I have definitely been accused of naivete when I talk about the potential of fostering change in libraries that seem too stilted and/or stolid to roll with the punches. I hear people say my time at OU was idyllic, that their workplaces are too large, too small, too oldschool, too conservative, too entrenched, too poorly funded to allow any sort of innovation or development. Similarly, whenever people wonder why I can be so blithe, I simply tell them that my first experience as a librarian made me this way. I saw the way academic libraries can work, and by work I mean work extremely well.

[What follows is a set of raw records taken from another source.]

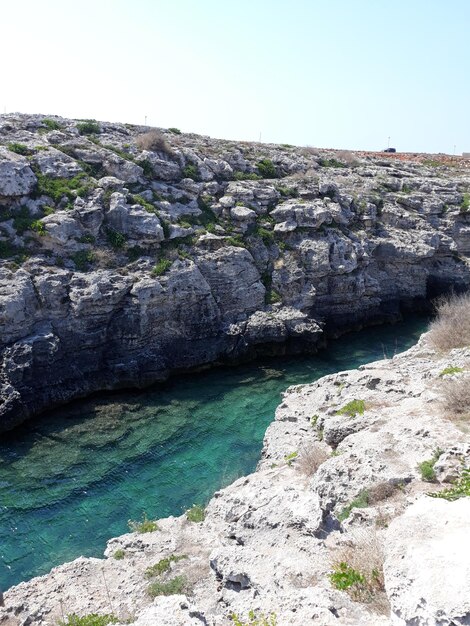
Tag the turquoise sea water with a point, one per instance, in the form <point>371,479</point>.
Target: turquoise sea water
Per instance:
<point>72,479</point>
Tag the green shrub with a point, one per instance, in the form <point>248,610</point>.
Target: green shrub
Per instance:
<point>426,468</point>
<point>51,124</point>
<point>190,171</point>
<point>271,297</point>
<point>448,371</point>
<point>465,205</point>
<point>83,259</point>
<point>266,235</point>
<point>145,526</point>
<point>267,169</point>
<point>344,577</point>
<point>115,239</point>
<point>246,176</point>
<point>459,489</point>
<point>290,458</point>
<point>254,619</point>
<point>235,240</point>
<point>93,619</point>
<point>330,163</point>
<point>57,188</point>
<point>19,148</point>
<point>89,127</point>
<point>138,199</point>
<point>135,253</point>
<point>163,565</point>
<point>174,586</point>
<point>196,513</point>
<point>352,408</point>
<point>360,502</point>
<point>119,554</point>
<point>161,267</point>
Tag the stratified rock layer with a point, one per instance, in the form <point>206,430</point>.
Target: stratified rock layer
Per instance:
<point>125,256</point>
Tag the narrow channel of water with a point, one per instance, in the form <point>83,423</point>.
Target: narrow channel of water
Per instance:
<point>72,480</point>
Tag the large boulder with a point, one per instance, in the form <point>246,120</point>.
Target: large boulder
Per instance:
<point>16,177</point>
<point>427,568</point>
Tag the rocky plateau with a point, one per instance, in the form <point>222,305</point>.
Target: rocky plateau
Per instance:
<point>129,253</point>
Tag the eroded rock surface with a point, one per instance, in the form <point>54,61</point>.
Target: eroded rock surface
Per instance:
<point>128,253</point>
<point>333,485</point>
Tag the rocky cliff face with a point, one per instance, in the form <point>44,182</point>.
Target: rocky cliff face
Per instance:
<point>126,254</point>
<point>335,527</point>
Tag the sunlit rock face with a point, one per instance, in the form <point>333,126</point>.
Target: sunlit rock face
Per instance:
<point>127,253</point>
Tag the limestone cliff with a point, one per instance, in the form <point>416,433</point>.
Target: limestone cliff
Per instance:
<point>335,527</point>
<point>128,253</point>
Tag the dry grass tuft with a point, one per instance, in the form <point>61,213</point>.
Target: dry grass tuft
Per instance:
<point>311,456</point>
<point>153,141</point>
<point>451,328</point>
<point>455,397</point>
<point>363,554</point>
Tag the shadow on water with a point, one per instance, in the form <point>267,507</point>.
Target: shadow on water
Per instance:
<point>75,478</point>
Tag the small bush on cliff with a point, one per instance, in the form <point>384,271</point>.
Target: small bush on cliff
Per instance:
<point>93,619</point>
<point>450,371</point>
<point>455,397</point>
<point>196,513</point>
<point>358,570</point>
<point>19,148</point>
<point>459,489</point>
<point>451,327</point>
<point>153,141</point>
<point>171,587</point>
<point>255,619</point>
<point>352,408</point>
<point>361,501</point>
<point>88,127</point>
<point>161,267</point>
<point>145,526</point>
<point>163,565</point>
<point>426,468</point>
<point>267,169</point>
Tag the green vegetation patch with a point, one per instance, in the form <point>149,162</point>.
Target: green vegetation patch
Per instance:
<point>190,171</point>
<point>459,489</point>
<point>426,468</point>
<point>51,124</point>
<point>290,458</point>
<point>448,371</point>
<point>267,169</point>
<point>161,267</point>
<point>20,148</point>
<point>353,408</point>
<point>88,127</point>
<point>360,502</point>
<point>57,188</point>
<point>145,526</point>
<point>93,619</point>
<point>119,554</point>
<point>83,259</point>
<point>196,513</point>
<point>163,565</point>
<point>174,586</point>
<point>255,619</point>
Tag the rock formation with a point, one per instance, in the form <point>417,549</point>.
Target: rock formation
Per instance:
<point>127,253</point>
<point>336,526</point>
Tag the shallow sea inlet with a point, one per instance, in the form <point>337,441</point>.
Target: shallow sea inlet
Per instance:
<point>73,478</point>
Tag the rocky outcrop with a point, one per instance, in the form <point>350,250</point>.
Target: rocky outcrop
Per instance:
<point>127,253</point>
<point>339,489</point>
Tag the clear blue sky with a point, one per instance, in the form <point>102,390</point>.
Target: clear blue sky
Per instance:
<point>330,73</point>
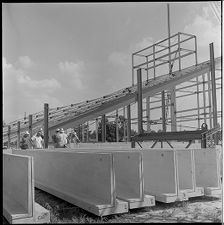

If you are a recent graduate in academic libraries chances are good you will have to take a job somewhere so depressingly unlike where you want to be that it breaks your heart. Take it from me, it might be the precise thing that teaches you who you are in the library sense as well as personally. Even crappy jobs present good challenges, and living in the middle of nowhere gives you a lot of time to work on yourself. I encourage you to not be afraid of trying it if the opportunity presents itself (vice versa for city living if that hasn’t been your thing). In the two years I lived in Ohio, I discovered the secret of country industriousness – I taught myself how never to be bored, ever again. Find yourself somewhere random? Use the ample free time having few friends and fewer decent dance parties creates by getting more education, or cultivating esoteric skills. Self-consciously making the most of things goes a long way, in any context.